Healthcare organizations today find themselves in a vortex of competing priorities, making leadership difficult at best. Governing officials are taking red pens to policies established just eight years ago. Local governments threaten the funding of Medicaid and other programs that support our organizations. The public desires greater price and financial transparency in the wake of greater cost-sharing pressures and soaring premiums.
This environment also makes hiring skilled leadership for organizations extremely difficult. Not only must we find leaders who can help us navigate through these difficult times, we must be extremely diligent in deciding how to compensate them.

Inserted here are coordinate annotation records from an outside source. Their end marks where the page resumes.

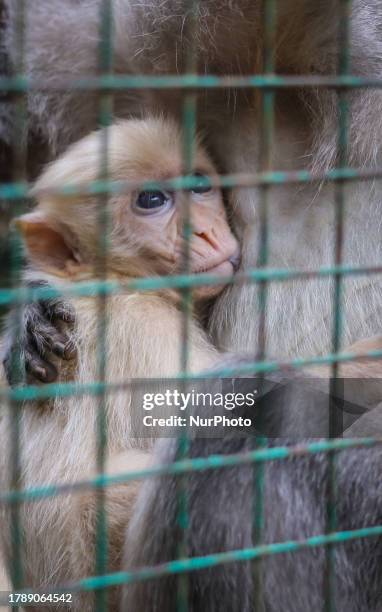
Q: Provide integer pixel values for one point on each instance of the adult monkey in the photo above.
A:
(152, 38)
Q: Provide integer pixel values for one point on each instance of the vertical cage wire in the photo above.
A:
(188, 142)
(18, 174)
(267, 119)
(335, 417)
(105, 67)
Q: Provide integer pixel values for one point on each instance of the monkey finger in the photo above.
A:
(43, 337)
(39, 369)
(59, 309)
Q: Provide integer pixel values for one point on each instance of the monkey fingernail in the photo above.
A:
(44, 374)
(59, 348)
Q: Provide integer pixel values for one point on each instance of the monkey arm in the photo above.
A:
(38, 331)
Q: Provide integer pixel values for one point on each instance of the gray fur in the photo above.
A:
(220, 510)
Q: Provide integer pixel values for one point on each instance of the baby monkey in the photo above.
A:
(143, 333)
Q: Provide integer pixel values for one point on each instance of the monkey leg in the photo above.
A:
(118, 505)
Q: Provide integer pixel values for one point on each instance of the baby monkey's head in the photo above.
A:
(63, 234)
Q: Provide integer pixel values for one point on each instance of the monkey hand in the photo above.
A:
(34, 333)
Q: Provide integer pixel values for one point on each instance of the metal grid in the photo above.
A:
(106, 83)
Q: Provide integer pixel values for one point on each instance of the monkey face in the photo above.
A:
(159, 227)
(146, 227)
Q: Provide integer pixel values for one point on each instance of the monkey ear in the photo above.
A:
(47, 246)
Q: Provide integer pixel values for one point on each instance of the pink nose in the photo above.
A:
(207, 236)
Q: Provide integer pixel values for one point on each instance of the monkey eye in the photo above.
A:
(202, 185)
(149, 202)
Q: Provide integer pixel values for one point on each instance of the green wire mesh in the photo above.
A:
(106, 83)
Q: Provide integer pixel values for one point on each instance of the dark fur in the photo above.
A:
(221, 506)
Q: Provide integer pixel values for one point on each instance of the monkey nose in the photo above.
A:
(235, 260)
(208, 237)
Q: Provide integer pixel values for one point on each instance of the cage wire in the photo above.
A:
(15, 193)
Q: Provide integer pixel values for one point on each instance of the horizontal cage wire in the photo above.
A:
(14, 193)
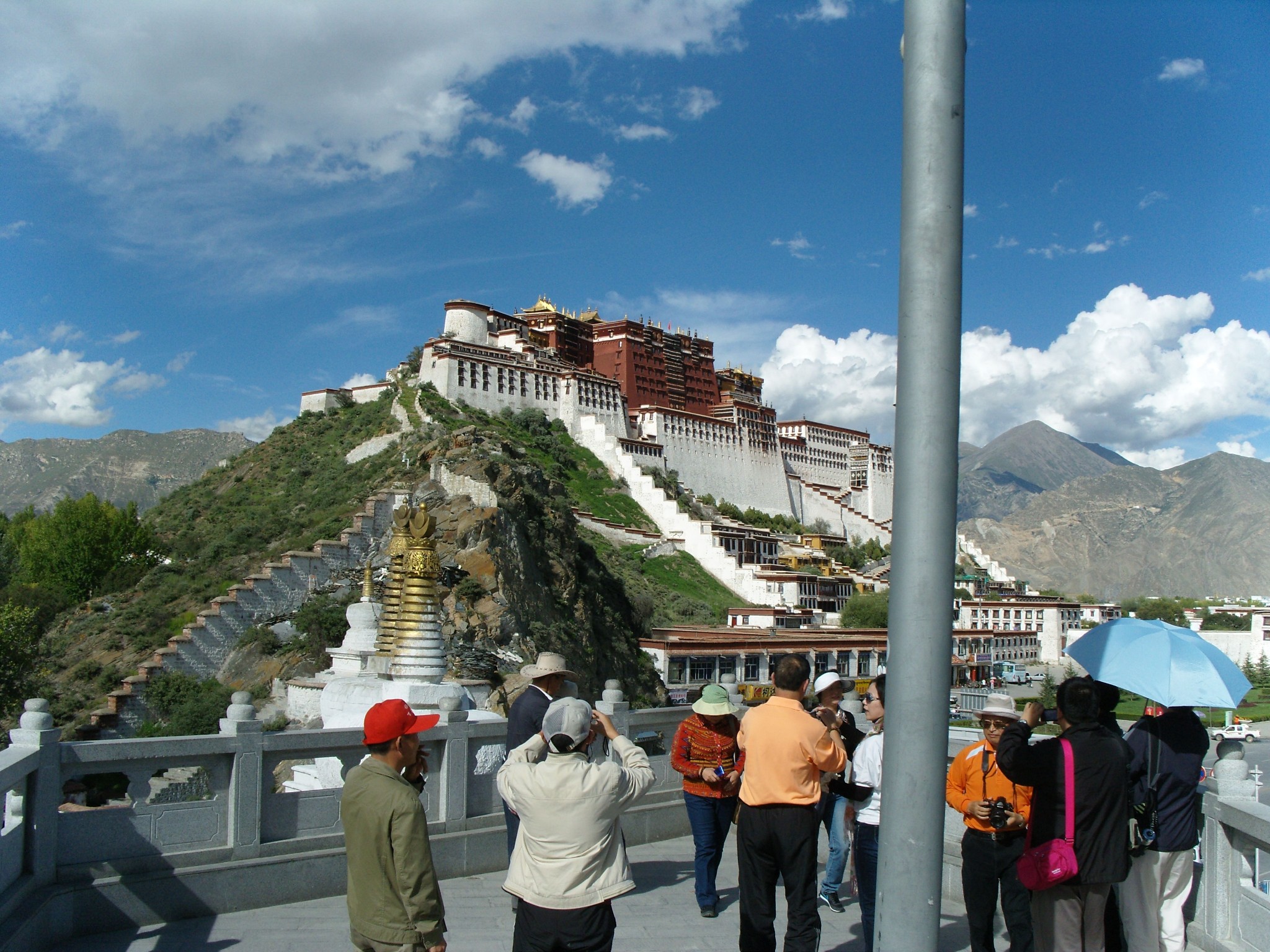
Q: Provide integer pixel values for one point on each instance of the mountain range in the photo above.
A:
(1077, 517)
(122, 466)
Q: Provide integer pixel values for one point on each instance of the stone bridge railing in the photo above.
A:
(211, 824)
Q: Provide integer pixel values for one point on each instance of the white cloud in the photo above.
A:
(138, 382)
(1135, 374)
(1184, 69)
(694, 102)
(574, 183)
(1161, 459)
(487, 148)
(65, 333)
(254, 428)
(360, 319)
(339, 90)
(180, 362)
(522, 115)
(61, 389)
(639, 131)
(797, 247)
(1238, 447)
(827, 12)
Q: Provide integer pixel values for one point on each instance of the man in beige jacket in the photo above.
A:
(569, 858)
(394, 903)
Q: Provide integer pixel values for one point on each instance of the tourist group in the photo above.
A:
(1047, 824)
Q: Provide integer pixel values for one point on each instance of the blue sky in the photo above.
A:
(210, 208)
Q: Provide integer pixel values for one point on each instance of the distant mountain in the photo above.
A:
(1002, 477)
(1199, 528)
(122, 466)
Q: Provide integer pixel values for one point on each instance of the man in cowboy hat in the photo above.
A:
(993, 839)
(394, 902)
(548, 677)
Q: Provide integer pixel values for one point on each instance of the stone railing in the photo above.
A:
(187, 827)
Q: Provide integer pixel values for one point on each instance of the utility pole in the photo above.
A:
(911, 845)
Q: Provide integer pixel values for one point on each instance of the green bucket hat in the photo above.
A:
(714, 701)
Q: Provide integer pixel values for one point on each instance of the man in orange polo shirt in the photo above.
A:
(993, 838)
(778, 827)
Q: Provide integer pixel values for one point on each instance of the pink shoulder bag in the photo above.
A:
(1053, 862)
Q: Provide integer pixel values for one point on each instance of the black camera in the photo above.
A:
(998, 814)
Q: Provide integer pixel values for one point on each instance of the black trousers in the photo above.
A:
(587, 930)
(988, 867)
(774, 842)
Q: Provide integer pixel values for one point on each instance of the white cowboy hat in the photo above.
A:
(548, 663)
(1001, 706)
(826, 681)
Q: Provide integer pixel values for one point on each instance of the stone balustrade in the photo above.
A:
(207, 824)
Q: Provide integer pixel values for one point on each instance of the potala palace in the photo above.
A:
(634, 389)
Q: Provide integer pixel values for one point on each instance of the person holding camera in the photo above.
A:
(571, 858)
(1071, 914)
(705, 752)
(996, 821)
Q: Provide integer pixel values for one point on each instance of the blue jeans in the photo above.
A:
(866, 876)
(833, 815)
(710, 819)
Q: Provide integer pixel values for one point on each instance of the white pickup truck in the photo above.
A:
(1236, 731)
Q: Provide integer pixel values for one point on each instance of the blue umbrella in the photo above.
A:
(1161, 662)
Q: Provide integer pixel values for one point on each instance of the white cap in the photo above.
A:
(826, 681)
(569, 716)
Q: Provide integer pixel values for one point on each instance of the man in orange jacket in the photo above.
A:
(996, 821)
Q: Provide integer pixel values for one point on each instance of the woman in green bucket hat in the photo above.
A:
(705, 752)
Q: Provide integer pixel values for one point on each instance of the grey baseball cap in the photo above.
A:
(569, 716)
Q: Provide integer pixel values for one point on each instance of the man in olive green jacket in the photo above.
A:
(394, 903)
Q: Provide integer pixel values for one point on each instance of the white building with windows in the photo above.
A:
(1057, 624)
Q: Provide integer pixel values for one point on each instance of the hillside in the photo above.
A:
(1002, 477)
(122, 466)
(535, 580)
(1199, 528)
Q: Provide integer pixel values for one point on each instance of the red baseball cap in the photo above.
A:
(389, 720)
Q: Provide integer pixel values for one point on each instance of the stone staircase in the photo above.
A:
(276, 592)
(866, 526)
(698, 539)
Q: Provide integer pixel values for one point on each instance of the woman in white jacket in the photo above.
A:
(569, 858)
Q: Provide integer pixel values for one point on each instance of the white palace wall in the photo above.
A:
(714, 457)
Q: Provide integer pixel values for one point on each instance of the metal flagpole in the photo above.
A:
(923, 544)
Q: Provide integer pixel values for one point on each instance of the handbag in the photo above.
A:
(1053, 862)
(1145, 815)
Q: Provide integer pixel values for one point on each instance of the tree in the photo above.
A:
(76, 545)
(866, 611)
(19, 645)
(1227, 621)
(1166, 610)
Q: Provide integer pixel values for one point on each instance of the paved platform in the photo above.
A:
(659, 914)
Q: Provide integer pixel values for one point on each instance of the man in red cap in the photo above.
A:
(394, 903)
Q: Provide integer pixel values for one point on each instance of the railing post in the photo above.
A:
(247, 780)
(43, 790)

Whether your organization is a medical clinic, for-profit hospital, nonprofit hospital or integrated health system, executive compensation is a complex issue. Determining compensation for leaders of a healthcare organization requires taking three competing realms into consideration.
- What are the needs of the executive? Your organization must compensate its leaders adequately to attract talent who can lead the organization effectively.
- What are the needs of your patients? Your organization must take the public and patients’ perception of its leaders’ compensation into account.
- What are the tax implications? All healthcare organizations must ensure that executive compensation does not trigger tax penalties with the IRS.
All three areas are equally important and can have consequences for a healthcare organization if not addressed by following certain guidelines when determining how to compensate its leaders.